Because I had never been in a commercial kitchen before 2011, much less worked in one, it never dawned on me that every little step needed in a recipe must be done a gjillion times at a high speed in a commercial setting.
I know now that even the fastest bakers would find making chocolate dipped meringue topped cupcakes daunting. For a fine dining setting or a high end patisserie, terrific, but neither of those concepts are my lane.
Thanks to my past experience, that idea – and many others – was a pass.
- Think about the new.
Onward to other products that were sticky, chewy, messy, and gooey, and the related packaging and presentation. Here’s what I found out while doing that: there was/is a well-worn track in my mind called “Prairie Girl Bakery”:
- here is how to do packaging,
- this is the brand voice we use,
- that’s the perfect approach to social media
- over here is how to decide on prices.
- etcetera
Time and again over the last few months, I’ve realized that I was thinking like the owner of PGB. And I don’t have that business anymore, sadly it’s gone. And so, moving on from Prairie Girl, maybe different ways would work better now, for this idea, and for this unique time in the bakery marketplace.
What I’m suggesting is a balance between remembering the objective lessons learned from a previous business while resisting the inclination to follow the same basics as before. You’re no longer that person or that business.
- Talk to people- ask for help.
Oh my God, people are so great and helpful if only we will ask them! Most people don’t mind being asked to try baked goods (lol) and offer up their opinions, or even just give their thoughts on a concept. I’ve found my friends and family so gracious and kind about giving really thoughtful and candid feedback. THANK YOU to all, you know who you are!
- Go.
Inertia is the biggest enemy to a business idea.

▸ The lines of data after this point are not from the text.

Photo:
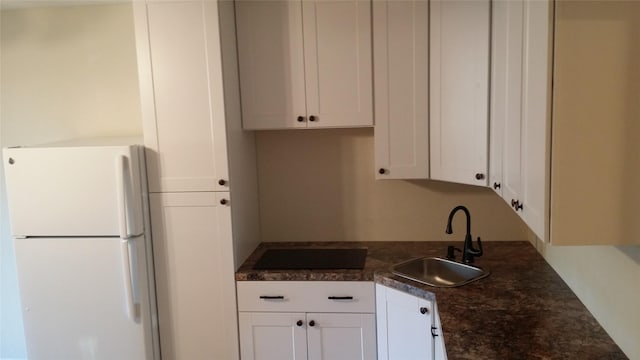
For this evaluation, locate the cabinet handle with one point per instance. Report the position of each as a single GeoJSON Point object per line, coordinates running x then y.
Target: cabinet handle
{"type": "Point", "coordinates": [432, 333]}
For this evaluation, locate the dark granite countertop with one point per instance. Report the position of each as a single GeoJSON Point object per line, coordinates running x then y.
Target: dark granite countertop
{"type": "Point", "coordinates": [523, 310]}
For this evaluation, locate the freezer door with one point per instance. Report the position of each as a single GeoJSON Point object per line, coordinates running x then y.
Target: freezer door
{"type": "Point", "coordinates": [75, 191]}
{"type": "Point", "coordinates": [75, 296]}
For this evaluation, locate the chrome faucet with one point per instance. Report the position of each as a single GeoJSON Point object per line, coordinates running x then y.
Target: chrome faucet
{"type": "Point", "coordinates": [468, 252]}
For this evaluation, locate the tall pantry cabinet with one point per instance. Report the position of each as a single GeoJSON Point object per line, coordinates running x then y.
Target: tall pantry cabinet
{"type": "Point", "coordinates": [198, 157]}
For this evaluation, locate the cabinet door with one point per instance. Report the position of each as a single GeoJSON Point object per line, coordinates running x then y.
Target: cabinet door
{"type": "Point", "coordinates": [341, 336]}
{"type": "Point", "coordinates": [338, 71]}
{"type": "Point", "coordinates": [459, 70]}
{"type": "Point", "coordinates": [193, 259]}
{"type": "Point", "coordinates": [404, 325]}
{"type": "Point", "coordinates": [272, 336]}
{"type": "Point", "coordinates": [506, 97]}
{"type": "Point", "coordinates": [401, 63]}
{"type": "Point", "coordinates": [271, 63]}
{"type": "Point", "coordinates": [181, 92]}
{"type": "Point", "coordinates": [520, 108]}
{"type": "Point", "coordinates": [440, 351]}
{"type": "Point", "coordinates": [536, 118]}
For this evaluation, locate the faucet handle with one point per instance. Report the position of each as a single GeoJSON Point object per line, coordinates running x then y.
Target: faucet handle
{"type": "Point", "coordinates": [479, 251]}
{"type": "Point", "coordinates": [451, 252]}
{"type": "Point", "coordinates": [473, 251]}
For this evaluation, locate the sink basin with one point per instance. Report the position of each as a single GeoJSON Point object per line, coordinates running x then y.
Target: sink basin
{"type": "Point", "coordinates": [439, 272]}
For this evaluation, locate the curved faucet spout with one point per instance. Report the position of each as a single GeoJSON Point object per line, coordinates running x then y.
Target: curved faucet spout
{"type": "Point", "coordinates": [449, 230]}
{"type": "Point", "coordinates": [468, 251]}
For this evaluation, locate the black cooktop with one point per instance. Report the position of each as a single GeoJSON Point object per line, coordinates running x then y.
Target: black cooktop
{"type": "Point", "coordinates": [314, 259]}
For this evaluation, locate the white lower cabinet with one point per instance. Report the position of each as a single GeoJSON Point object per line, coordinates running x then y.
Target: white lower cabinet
{"type": "Point", "coordinates": [407, 327]}
{"type": "Point", "coordinates": [193, 258]}
{"type": "Point", "coordinates": [313, 320]}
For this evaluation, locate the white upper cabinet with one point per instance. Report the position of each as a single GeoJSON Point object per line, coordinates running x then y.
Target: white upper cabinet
{"type": "Point", "coordinates": [520, 109]}
{"type": "Point", "coordinates": [459, 70]}
{"type": "Point", "coordinates": [178, 47]}
{"type": "Point", "coordinates": [401, 82]}
{"type": "Point", "coordinates": [305, 63]}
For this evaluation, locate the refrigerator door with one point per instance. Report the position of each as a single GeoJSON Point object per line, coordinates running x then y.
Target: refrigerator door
{"type": "Point", "coordinates": [74, 191]}
{"type": "Point", "coordinates": [77, 298]}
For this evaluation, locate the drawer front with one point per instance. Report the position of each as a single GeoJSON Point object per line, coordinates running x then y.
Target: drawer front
{"type": "Point", "coordinates": [306, 296]}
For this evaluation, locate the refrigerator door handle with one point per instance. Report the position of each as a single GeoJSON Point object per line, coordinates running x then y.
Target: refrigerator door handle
{"type": "Point", "coordinates": [128, 286]}
{"type": "Point", "coordinates": [121, 162]}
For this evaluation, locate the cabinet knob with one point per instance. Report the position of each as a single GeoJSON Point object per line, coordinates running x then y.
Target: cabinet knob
{"type": "Point", "coordinates": [518, 205]}
{"type": "Point", "coordinates": [433, 333]}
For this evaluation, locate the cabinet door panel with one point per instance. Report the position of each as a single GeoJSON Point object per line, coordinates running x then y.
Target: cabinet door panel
{"type": "Point", "coordinates": [534, 193]}
{"type": "Point", "coordinates": [459, 70]}
{"type": "Point", "coordinates": [180, 76]}
{"type": "Point", "coordinates": [506, 100]}
{"type": "Point", "coordinates": [401, 58]}
{"type": "Point", "coordinates": [341, 336]}
{"type": "Point", "coordinates": [272, 336]}
{"type": "Point", "coordinates": [193, 260]}
{"type": "Point", "coordinates": [404, 333]}
{"type": "Point", "coordinates": [338, 70]}
{"type": "Point", "coordinates": [271, 63]}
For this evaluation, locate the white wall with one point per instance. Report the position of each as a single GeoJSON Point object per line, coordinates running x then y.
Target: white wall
{"type": "Point", "coordinates": [64, 73]}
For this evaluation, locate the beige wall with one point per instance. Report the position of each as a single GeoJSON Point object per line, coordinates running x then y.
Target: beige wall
{"type": "Point", "coordinates": [64, 73]}
{"type": "Point", "coordinates": [319, 185]}
{"type": "Point", "coordinates": [607, 281]}
{"type": "Point", "coordinates": [596, 161]}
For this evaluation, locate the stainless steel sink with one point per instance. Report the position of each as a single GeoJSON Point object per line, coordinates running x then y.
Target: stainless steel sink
{"type": "Point", "coordinates": [439, 272]}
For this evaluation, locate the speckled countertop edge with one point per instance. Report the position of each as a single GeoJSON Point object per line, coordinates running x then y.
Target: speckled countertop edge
{"type": "Point", "coordinates": [523, 310]}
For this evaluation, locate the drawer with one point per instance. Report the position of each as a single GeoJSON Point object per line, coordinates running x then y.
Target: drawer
{"type": "Point", "coordinates": [306, 296]}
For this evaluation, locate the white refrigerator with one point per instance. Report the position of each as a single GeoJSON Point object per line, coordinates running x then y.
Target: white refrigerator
{"type": "Point", "coordinates": [79, 218]}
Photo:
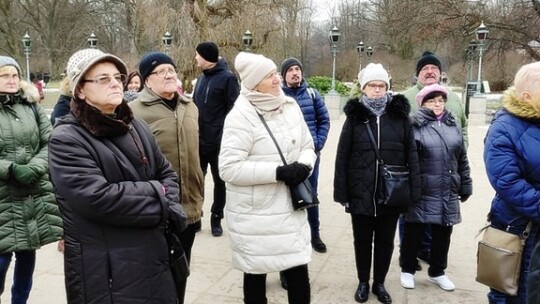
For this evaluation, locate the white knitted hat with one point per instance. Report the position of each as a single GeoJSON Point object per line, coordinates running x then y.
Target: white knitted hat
{"type": "Point", "coordinates": [373, 71]}
{"type": "Point", "coordinates": [80, 62]}
{"type": "Point", "coordinates": [6, 60]}
{"type": "Point", "coordinates": [252, 68]}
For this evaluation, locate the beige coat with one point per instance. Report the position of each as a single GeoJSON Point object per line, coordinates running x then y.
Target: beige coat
{"type": "Point", "coordinates": [177, 133]}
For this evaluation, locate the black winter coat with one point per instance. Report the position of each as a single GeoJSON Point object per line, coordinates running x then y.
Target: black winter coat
{"type": "Point", "coordinates": [214, 94]}
{"type": "Point", "coordinates": [445, 172]}
{"type": "Point", "coordinates": [356, 163]}
{"type": "Point", "coordinates": [110, 178]}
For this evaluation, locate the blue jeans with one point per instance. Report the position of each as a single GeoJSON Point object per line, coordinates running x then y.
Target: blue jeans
{"type": "Point", "coordinates": [25, 262]}
{"type": "Point", "coordinates": [313, 212]}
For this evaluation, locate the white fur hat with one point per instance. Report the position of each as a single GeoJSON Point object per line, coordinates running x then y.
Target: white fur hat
{"type": "Point", "coordinates": [253, 68]}
{"type": "Point", "coordinates": [373, 71]}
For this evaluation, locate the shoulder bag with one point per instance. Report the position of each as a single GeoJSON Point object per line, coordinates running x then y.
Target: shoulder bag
{"type": "Point", "coordinates": [393, 187]}
{"type": "Point", "coordinates": [302, 194]}
{"type": "Point", "coordinates": [499, 258]}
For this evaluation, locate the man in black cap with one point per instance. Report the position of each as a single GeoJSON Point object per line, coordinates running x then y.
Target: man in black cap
{"type": "Point", "coordinates": [214, 94]}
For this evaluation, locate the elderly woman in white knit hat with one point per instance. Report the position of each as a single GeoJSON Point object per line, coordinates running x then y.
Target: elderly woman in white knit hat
{"type": "Point", "coordinates": [29, 216]}
{"type": "Point", "coordinates": [266, 233]}
{"type": "Point", "coordinates": [375, 119]}
{"type": "Point", "coordinates": [116, 191]}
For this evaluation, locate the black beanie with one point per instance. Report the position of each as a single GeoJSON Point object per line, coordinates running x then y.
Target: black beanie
{"type": "Point", "coordinates": [208, 51]}
{"type": "Point", "coordinates": [151, 60]}
{"type": "Point", "coordinates": [289, 62]}
{"type": "Point", "coordinates": [427, 58]}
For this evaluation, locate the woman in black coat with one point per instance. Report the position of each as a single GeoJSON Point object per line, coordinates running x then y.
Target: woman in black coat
{"type": "Point", "coordinates": [115, 189]}
{"type": "Point", "coordinates": [445, 178]}
{"type": "Point", "coordinates": [356, 174]}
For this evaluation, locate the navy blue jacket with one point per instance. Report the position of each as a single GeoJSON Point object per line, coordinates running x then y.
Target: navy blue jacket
{"type": "Point", "coordinates": [215, 93]}
{"type": "Point", "coordinates": [314, 110]}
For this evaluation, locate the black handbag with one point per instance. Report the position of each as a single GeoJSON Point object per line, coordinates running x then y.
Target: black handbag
{"type": "Point", "coordinates": [301, 194]}
{"type": "Point", "coordinates": [177, 260]}
{"type": "Point", "coordinates": [393, 187]}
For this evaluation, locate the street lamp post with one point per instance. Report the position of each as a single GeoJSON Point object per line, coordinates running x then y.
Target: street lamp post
{"type": "Point", "coordinates": [247, 38]}
{"type": "Point", "coordinates": [167, 41]}
{"type": "Point", "coordinates": [481, 35]}
{"type": "Point", "coordinates": [369, 52]}
{"type": "Point", "coordinates": [334, 37]}
{"type": "Point", "coordinates": [92, 41]}
{"type": "Point", "coordinates": [26, 47]}
{"type": "Point", "coordinates": [360, 49]}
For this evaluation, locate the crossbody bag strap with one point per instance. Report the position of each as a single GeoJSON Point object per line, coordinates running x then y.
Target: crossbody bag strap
{"type": "Point", "coordinates": [273, 138]}
{"type": "Point", "coordinates": [373, 143]}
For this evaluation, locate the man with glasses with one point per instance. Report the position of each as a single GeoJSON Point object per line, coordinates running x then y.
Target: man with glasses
{"type": "Point", "coordinates": [174, 123]}
{"type": "Point", "coordinates": [215, 93]}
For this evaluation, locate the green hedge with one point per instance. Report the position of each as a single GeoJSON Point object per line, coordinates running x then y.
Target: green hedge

Here’s the thing. If you want to start a business, it doesn’t exist right now so you have to do something and there is no formula or textbook to follow, just you and your ideas and your long-suffering friends who are willing to listen to you drone on about whether banana pudding must have bananas in it.
So my advice on this one is to err on the side of doing rather than not doing, and in the early days that usually means you gravitate to the fun stuff, that which comes easy for you.
For me that is always in the kitchen, not at my desk. Over the last few months there were many days when my plan was to really get down to it and start costing out the recipes I had completed and writing the business plan and yada yada. But in the first few minutes after I woke up, I would have a big idea: maybe I can address a tester’s comment about one product by using marshmallow cream instead of marshmallows – or maybe marshmallow cream and marshmallows – and then I would get up and head to the kitchen instead of my desk.
My point is, until your momentum is going.doing something toward a business idea is better than doing nothing.